В Царстве Польском по присоединении его к России был введен в 1818 г. самостоятельный уголовный кодекс, основанный на австрийском уложении 1803 г. Одновременно с работами по уложению для России на­чались таковые же по уложению для Царства. В 1843 г. 27 мая проект польского уложения был представлен в окончательной форме государю, но он был утвержден, а затем обнародован 12 марта 1847 г. на польском языке; в нем была 1221 статья вместо 2241 общего уложения. 13 сентября 1876 г. на варшавский судебный округ распространено уложение 1866 г. с некоторыми изменениями, и с этих пор Царство Польское не имеет уже особых местных уголовных законов.

63. В ином положении стоит Великое княжество Финляндии. Конечно, рассмотрение вопроса о государственном положении В.К. Финляндии не может входить в настоящие лекции, но тем не менее его нельзя не коснуться в видах определения отношения уголовных законов Финляндии к законам империи.

Присоединение Финляндии к России совершалось постепенно. Еще при Петре Великом перешли во владение России Выборг и Кексгольм, окон­чательно завоеванная Россией в 1808-1809 гг. Финляндия была уступлена нам Швецией в 1809 г. Великое Княжество не состоит ни в какой унии с Россией, а составляет ее часть, которой дарованы права самостоятель­ного законодательства и управления, поэтому и уголовное законода­тельство Великого княжества Финляндии не может быть приравниваемо к законодательствам иностранным, а составляет только особый местный закон.

Сейм 1888 г. принял проект Уголовного уложения, в 1889 г. законо­проект удостоился Высочайшего утверждения, и уложение должно было


вступить в силу с 1 января 1891 г., но манифестом 1(13) декабря 1890 г. повелено было приостановить введение его в действие. Юридически новое Уголовное уложение действует со 2 апреля 1894 г., хотя финляндцы и именуют его уложением 1889 г.

5 7. Обзор иностранного уголовного законодательства

64. Старейшим законодательством Западной Европы является французское. Доре­волюционная Франция не выработала уголовного кодекса.

Более успешными оказались кодификационные работы консульства и империи. Спе­циально проект уголовного кодекса был изготовлен к 1808 г. под редакцией Тарже, обсу­ждение проекта началось в октябре 1808 г. и окончилось в 1810 г.; в силу кодекс вступил с 1 января 1811 г.

Сойе репа! является действующим кодексом и доныне, но он в течение своего 90-летнего существования претерпел такие крупные изменения и по содержанию и по форме, что в действительности действующий кодекс существенно отличается от первоначального.
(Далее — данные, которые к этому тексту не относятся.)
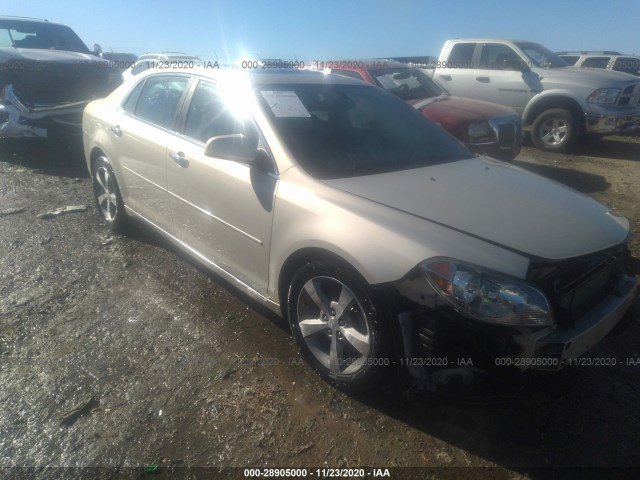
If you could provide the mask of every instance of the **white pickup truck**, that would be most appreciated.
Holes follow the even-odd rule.
[[[516,110],[543,150],[567,151],[584,133],[640,131],[638,77],[570,67],[537,43],[448,40],[429,73],[452,95]]]

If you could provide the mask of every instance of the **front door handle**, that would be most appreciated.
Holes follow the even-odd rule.
[[[451,75],[440,75],[440,78],[442,80],[447,80],[449,82],[451,81]]]
[[[183,152],[169,152],[169,156],[179,167],[187,168],[189,166],[189,160]]]
[[[476,77],[476,80],[481,83],[489,83],[489,77]]]
[[[111,127],[111,131],[116,137],[122,136],[122,129],[120,128],[120,125],[114,125],[113,127]]]

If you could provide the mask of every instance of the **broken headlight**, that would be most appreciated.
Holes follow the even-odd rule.
[[[495,140],[495,133],[487,121],[472,122],[467,127],[467,135],[472,143],[491,142]]]
[[[513,326],[553,325],[549,302],[533,285],[457,260],[437,258],[421,266],[444,301],[468,317]]]

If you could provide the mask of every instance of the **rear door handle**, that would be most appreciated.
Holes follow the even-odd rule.
[[[169,156],[179,167],[187,168],[189,166],[189,160],[183,152],[169,152]]]
[[[442,80],[447,80],[449,82],[451,81],[451,75],[440,75],[440,78]]]
[[[481,83],[489,83],[489,77],[476,77],[476,80]]]
[[[120,125],[114,125],[113,127],[111,127],[111,131],[116,137],[122,136],[122,130],[120,129]]]

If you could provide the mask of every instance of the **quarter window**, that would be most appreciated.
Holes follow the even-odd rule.
[[[136,87],[129,92],[129,96],[122,104],[122,109],[125,112],[133,114],[136,111],[136,104],[138,103],[138,98],[140,98],[140,92],[142,91],[143,85],[144,81],[138,82]]]
[[[180,99],[189,78],[157,76],[147,78],[140,92],[135,114],[137,117],[164,128],[172,128]]]

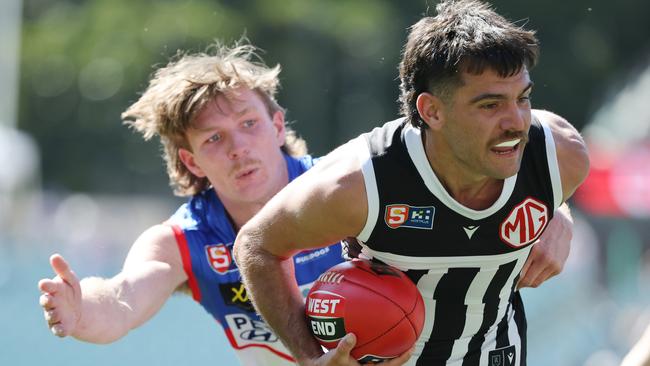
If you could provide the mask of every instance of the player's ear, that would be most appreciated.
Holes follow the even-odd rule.
[[[442,127],[444,103],[439,97],[431,93],[420,93],[415,105],[420,114],[420,119],[431,129],[437,130]]]
[[[273,113],[273,128],[275,129],[275,137],[278,142],[278,146],[284,145],[286,137],[286,129],[284,128],[284,113],[282,111],[276,111]]]
[[[184,148],[179,148],[178,149],[178,158],[181,159],[181,162],[185,167],[195,176],[199,178],[204,178],[205,173],[203,172],[203,169],[196,163],[196,160],[194,159],[194,154],[192,154],[191,151],[184,149]]]

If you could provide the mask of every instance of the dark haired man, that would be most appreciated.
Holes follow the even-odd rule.
[[[534,32],[478,1],[437,10],[404,47],[404,118],[330,153],[236,240],[254,304],[303,365],[357,363],[338,349],[322,355],[285,258],[348,236],[350,252],[405,271],[424,298],[408,364],[526,364],[517,281],[588,155],[567,121],[531,110]]]

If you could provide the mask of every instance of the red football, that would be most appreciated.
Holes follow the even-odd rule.
[[[400,270],[354,259],[323,273],[307,295],[305,312],[321,345],[335,348],[347,333],[361,362],[391,359],[408,351],[422,332],[424,303]]]

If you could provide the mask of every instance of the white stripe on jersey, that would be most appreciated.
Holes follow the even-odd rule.
[[[446,271],[429,271],[429,273],[422,276],[417,283],[418,290],[420,290],[420,294],[422,295],[422,300],[424,300],[424,327],[422,328],[420,337],[415,342],[415,350],[413,351],[413,356],[409,359],[409,362],[406,363],[407,366],[415,365],[418,355],[422,353],[422,349],[424,349],[425,342],[431,337],[433,321],[435,319],[433,316],[427,316],[426,314],[436,313],[436,300],[433,298],[433,291],[438,287],[438,282],[440,282],[440,279],[446,273]]]
[[[472,337],[479,331],[481,324],[483,323],[483,309],[485,304],[483,303],[483,295],[490,285],[490,281],[494,278],[494,275],[497,273],[499,267],[487,267],[481,268],[480,271],[474,277],[474,280],[467,290],[467,295],[465,296],[465,305],[467,305],[467,312],[465,313],[465,327],[463,328],[463,333],[460,338],[454,342],[454,347],[451,351],[450,360],[460,359],[462,361],[463,357],[467,353],[469,342],[472,340]],[[505,286],[508,286],[506,282]],[[501,291],[500,291],[501,292]],[[505,305],[508,304],[508,299],[506,298]],[[503,306],[503,298],[499,302],[499,307]],[[497,317],[499,319],[499,317]]]
[[[370,234],[372,234],[372,231],[375,229],[377,215],[379,215],[379,191],[377,190],[375,169],[373,168],[372,160],[370,159],[368,141],[362,135],[350,141],[350,143],[354,144],[354,148],[358,152],[361,172],[363,173],[363,180],[366,186],[366,196],[368,198],[368,217],[366,217],[366,224],[363,226],[361,233],[357,236],[359,240],[365,242],[370,238]]]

65. Как история нашего законодательства начинается с Уложения царя Алексея Михай­ловича, так история уголовного права Германии ведет свое развитие от Кодекса Карла V, так называемой Каролины. Хотя во введении к Каролине было сказано, что она не отменяет законов и прав отдельных государств, но тем не менее она сделалась основным источником общегерманского права и оставалась таковой до конца XVIII в. Только с конца XVIII столетия начинается второй период германского законодательства, эпоха партикулярных кодексов. Первым из таких партикулярных кодексов был баварский 1751 г. Но наибольшую известность и влияние из всех этих кодексов получило баварское уложение 1813 г., первоначально подготовленное Клейншродом, а окончательно выработанное Фейербахом.

Вскоре после образования Северо-Германского союза, в 1868 г., Германский рейхстаг обратился к союзному канцлеру с предложением подготовить проект союзного уголовного уложения; 14 февраля 1870 г. проект уже был внесен в рейхстаг, где после особенно значительных дебатов (главным образом по поводу смертной казни, которая при первом чтении была отвергнута 118 голосами против 81) и вступил в силу с 1 января 1871 г., а затем ввиду образования Германской империи в течение 1871 и 1872 гг. сделался уголовным кодексом для всей Германии. В 1876 г. кодекс был значительно дополнен и изменен, и действует в Германии кодекс издания 1876 г.

66. Каролина послужила частью непосредственно, частью посредственно источником уголовного права Австрии.

В Венгрии с 1853 по 1861 г. действовал австрийский кодекс, но затем вступили в силу старые венгерские законы. В 1870 г. была образована комиссия для составления нового уложения и к 1874 г. был составлен проект, который в 1878 и 1879 гг. рассмотрен и принят в виде двух кодексов: один о преступлениях и другой о полицейских нарушениях; оба они вступили в силу с 1 января 1880 г.

В Румынии действует кодекс 1864 г., переработанный по французскому образцу.

В Болгарии до ее освобождения действовало турецкое законодательство; в 1896 г. было утверждено новое уложение.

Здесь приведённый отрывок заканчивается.